• Question: whats at the botttom of the ocean?

    Asked by Maya Cove to Aaron, Abbey, Keith, Natalie, Pete on 14 Nov 2015.
    • Photo: Peter Burgess

      Peter Burgess answered on 14 Nov 2015:

      Evidence of the Earth’s magnetic history!
      I mean, there are all kinds of things at the bottom of the ocean, but I like this one.

      In the middle of the Atlantic Ocean there is a ridge where the Earth’s crust is split between where the Americas sit, from those where Europe and Africa site. As these plates draw apart, lava flows up to make new rock at the ridge. As they set, the crystals in the rock line up with the Earth’s magnetic field. Very occasionally, the Earth’s magnetic field flips so that what we now call the North Pole would (magnetically speaking) become the South Pole. We know how often this happens based on the stripey pattern of magnetism in the rocks on the bottom of the Atlantic with bands of rock with crystals pointing north, then south, then north again and so on.

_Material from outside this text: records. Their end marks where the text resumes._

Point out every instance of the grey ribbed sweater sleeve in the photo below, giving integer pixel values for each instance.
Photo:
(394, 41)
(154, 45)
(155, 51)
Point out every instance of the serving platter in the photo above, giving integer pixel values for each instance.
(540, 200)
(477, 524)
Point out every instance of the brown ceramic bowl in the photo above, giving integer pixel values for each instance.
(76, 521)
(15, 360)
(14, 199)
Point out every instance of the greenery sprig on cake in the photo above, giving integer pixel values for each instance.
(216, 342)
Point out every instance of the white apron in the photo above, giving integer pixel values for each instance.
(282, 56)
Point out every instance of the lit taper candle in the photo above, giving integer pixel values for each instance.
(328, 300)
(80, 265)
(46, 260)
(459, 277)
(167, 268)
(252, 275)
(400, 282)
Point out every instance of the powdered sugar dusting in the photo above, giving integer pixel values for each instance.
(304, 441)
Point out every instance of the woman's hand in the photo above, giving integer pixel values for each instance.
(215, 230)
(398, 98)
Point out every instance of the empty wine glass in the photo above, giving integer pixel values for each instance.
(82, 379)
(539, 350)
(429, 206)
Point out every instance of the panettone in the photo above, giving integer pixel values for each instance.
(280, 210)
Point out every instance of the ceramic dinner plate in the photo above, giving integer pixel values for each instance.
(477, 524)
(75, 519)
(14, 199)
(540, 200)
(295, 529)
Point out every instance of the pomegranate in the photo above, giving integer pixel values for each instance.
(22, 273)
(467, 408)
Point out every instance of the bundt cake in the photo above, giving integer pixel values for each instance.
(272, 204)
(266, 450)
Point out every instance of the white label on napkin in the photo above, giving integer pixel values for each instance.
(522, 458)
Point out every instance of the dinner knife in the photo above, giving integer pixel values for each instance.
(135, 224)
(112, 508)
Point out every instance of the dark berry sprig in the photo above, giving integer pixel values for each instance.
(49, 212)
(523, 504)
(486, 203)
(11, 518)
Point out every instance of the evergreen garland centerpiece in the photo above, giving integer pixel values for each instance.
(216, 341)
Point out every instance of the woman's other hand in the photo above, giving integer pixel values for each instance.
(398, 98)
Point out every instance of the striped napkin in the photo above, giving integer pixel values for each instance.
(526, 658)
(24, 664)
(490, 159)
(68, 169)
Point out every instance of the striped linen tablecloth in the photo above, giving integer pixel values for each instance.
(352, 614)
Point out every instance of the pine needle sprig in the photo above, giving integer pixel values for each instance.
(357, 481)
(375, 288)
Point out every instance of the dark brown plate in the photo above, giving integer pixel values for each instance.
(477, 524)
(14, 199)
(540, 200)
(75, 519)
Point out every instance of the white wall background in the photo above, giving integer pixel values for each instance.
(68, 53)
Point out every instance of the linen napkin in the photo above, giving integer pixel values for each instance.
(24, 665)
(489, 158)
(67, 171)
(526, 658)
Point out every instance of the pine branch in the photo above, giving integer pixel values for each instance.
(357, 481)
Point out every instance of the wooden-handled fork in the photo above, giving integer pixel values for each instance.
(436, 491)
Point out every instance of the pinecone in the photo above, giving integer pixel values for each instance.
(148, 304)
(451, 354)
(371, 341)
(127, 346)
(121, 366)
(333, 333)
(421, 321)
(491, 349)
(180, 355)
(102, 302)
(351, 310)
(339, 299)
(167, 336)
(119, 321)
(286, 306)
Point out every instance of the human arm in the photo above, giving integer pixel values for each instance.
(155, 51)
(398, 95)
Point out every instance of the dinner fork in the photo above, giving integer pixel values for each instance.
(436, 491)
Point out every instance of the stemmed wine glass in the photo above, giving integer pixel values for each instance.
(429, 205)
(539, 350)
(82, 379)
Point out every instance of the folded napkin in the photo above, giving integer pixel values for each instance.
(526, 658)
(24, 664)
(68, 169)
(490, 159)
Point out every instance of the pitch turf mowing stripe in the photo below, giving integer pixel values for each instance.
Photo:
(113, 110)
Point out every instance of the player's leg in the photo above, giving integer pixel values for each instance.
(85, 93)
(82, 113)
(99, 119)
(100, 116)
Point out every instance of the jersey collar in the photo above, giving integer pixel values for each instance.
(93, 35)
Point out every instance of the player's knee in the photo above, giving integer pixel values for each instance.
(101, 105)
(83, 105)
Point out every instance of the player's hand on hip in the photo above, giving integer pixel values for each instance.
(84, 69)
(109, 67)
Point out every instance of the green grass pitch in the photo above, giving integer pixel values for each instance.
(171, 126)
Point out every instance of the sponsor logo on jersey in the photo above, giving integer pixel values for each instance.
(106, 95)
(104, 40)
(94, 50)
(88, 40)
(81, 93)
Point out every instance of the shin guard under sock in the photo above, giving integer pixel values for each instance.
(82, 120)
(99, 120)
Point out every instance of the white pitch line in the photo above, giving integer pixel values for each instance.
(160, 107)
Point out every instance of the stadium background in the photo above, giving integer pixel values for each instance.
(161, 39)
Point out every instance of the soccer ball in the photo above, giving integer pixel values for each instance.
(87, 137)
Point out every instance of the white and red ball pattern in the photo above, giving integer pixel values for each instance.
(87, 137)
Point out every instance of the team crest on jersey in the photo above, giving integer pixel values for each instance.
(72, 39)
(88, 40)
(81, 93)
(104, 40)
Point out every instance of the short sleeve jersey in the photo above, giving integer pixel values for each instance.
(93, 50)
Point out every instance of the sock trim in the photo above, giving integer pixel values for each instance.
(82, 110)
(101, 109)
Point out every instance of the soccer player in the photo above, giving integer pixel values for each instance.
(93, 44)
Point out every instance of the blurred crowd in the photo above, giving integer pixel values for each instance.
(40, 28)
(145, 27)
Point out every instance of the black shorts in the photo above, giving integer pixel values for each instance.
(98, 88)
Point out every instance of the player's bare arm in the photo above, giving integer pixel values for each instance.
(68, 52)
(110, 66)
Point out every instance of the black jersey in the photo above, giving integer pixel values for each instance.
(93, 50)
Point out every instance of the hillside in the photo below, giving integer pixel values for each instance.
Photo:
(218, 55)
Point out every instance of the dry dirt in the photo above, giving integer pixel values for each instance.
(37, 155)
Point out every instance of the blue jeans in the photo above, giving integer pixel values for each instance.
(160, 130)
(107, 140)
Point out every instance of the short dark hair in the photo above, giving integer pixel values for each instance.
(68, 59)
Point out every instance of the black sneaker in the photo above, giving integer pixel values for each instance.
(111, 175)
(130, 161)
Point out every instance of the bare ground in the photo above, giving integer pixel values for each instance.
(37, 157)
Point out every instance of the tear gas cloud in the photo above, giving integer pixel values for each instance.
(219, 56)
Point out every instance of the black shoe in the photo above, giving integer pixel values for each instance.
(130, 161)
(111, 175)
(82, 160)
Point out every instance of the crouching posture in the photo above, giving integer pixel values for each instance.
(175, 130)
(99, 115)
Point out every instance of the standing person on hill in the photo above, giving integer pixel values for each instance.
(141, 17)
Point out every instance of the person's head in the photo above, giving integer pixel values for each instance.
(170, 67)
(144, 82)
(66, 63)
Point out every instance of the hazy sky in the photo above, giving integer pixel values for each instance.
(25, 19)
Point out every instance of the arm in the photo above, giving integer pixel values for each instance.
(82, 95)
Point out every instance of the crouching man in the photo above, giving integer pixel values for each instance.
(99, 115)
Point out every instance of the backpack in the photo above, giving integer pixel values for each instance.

      There is some evidence to suggest we might be entering into one of these ‘flips’, as the strength of the Earth’s magnetic field has been getting weaker, and the exact location of the magnetic North Pole has been wandering. I don’t know that anybody is completely sure how the flipping process works, or what it means for those who will live through it, but the Earth’s magnetic field is really important for keeping radiation from space away from the Earth.

    • Photo: Aaron Boardley

      Aaron Boardley answered on 17 Nov 2015:

      It depends on which part of the ocean. Usually it’s quite rocky – things look a bit different than the sandy water at the beach because at the bottom of the ocean the floor is under A LOT of pressure – just think of all the water on top of it, the weight of that is all pushing down.

      As Pete has said, in some parts of the ocean you get the edges between the earth’s tectonic plates, where lava comes up (like a slowly flowing sea volcano) and cools down to become rock.

      The other thing to say is that at the bottom of the ocean it tends to be dark! Light from the sun doesn’t just pass through the water above you like it would through a small glass of water – over that distance a lot of it is lost and scattered, so you’re left with a very dark ocean floor.

    • Photo: Natalie Garrett

      Natalie Garrett answered on 20 Nov 2015:

      We know more about the dark side of the moon than we do about what’s at the bottom of our deepest oceans. The reason for this is that the pressure is so enormous (over 1000 times as much as that you’d feel standing at the beach) that it’s very hard to send anything down there to take a look. Even if you do send something down there, it’s so very dark that you need a lot of lights to be able to take pictures.

      What we do know is that there are extremely strange looking creatures in the deepest oceans, like these:


      We also know there are fossils, bodies of dead animals, sand, rocks, volcanoes and if you go deeper, you will go into the earth’s crust.